Norman is on hand here, too, to say generous (and accurate) things about Allen Ginsberg, himself the most completely generous of men. “That poem [‘Howl’] had an immense effect on me,” says Mailer. “I’d never known any poetry that intense.”
And then, in the 1968 Chicago section, Mailer tells how prescient Ginsberg had been, six months earlier, foreseeing the violence to come at the hands of Mayor Daley’s club-wielding, tear-gassing cops, and how scared he, Ginsberg, had also been.
Scared, but there. Mailer puts his finger on it, indeed puts his finger on everything: “To my mind, Allen [was the exemplification of] courage transcending fear.”
Not just vs. Daley’s cops. In everything, including — most notably including — Ginsberg’s unwavering homosexuality.
But speaking of cops, there is one delicious moment in “The Life and Times of Allen Ginsberg.” It’s 1967. John Lennon, Yoko Ono and thousands of others are singing: “Give peace a chance.” Allen, surrounded by young and old, is “OMMMMMM-ING” in, it looks like, Hyde Park. Suddenly a handsome, tall-helmeted London bobby materializes. He walks over to Allen Ginsberg, leans in . . . and whispers what appears to be a polite request in his ear.
The 2004 HOWL! Festival of East Village Arts, presented by FEVA (the Federation of East Village Artists), actually starts, as noted, Tues., Aug. 17, with a party, a Karen Finley performance, an art auction, a guitar concert and some 50 other events of music, dance, poetry, what have you.
Festival founder Phil Hartman looks forward to an increase beyond last year’s 100,000 attendees. “I think the Republican National Convention will inspire HOWL! ’04 to new levels of outrage and outrageousness,” he says. But where will Ginsberg be to quiet things with his OMMMMMM? Only in this film.
Little festivals within the main festival include a Charlie Parker Jazz Festival, a Wigstock, an Art Around the [Tompkins Sq.] Park — in which Tompkins Sq. will be ringed with paintings done on the scene — a Way-the-F—- -Off-Broadway, an Avenue A Processional and an Allen Ginsberg Poetry Festival.

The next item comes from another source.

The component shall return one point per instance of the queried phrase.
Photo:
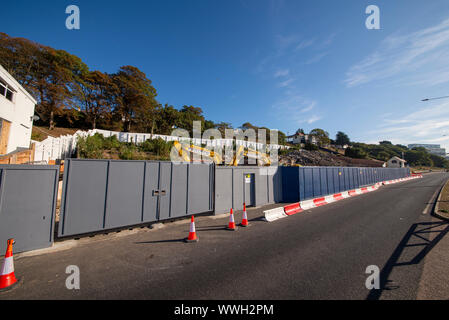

There will be workshops in didgeridoo and African guitar, poetry readings by the likes of Taylor Mead, a bluegrass festival, a HOWL! Jr. children’s festival and much more.
For schedules and all other details, call FEVA at 212-505-2225, or visit www.howlfestival.com.
The dozens of other films include “We Interrupt This Empire,” “End of the Century: The Story of the Ramones,” “The Mammals of Victoria” (by the late Stan Brakhage), “Resist” (about the Living Theater), “Scenes From an Endless War,” “The Carlyle Connection,” “The Blame Show: Before You Don’t Vote,” Penny Arcade and Steve Zehentner’s “Sex, Politics, and Reality” and “The Wonderful, Horrible Life of Leni Riefenstahl.”
The Aug. 18 screening of “The Life and Times of Allen Ginsberg,” a New Yorker Films release, at Cinema Village also marks the start of its commercial run there. If for nothing else, this documentary should be treasured for the inclusion of Allen Ginsberg’s snapshot of Jack Kerouac on their fire escape, in profile, in the 1950s (?), cigarette in hand, incredibly handsome.
But there is much else. “Well, while I’m here,” Allen had written upon the death of Kerouac, “I’ll do the work — and what’s the Work? To ease the pain of living / Everything else, drunken dumbshow.”
He left us on April 5, 1997. Before that, Allen Ginsberg eased plenty of pain.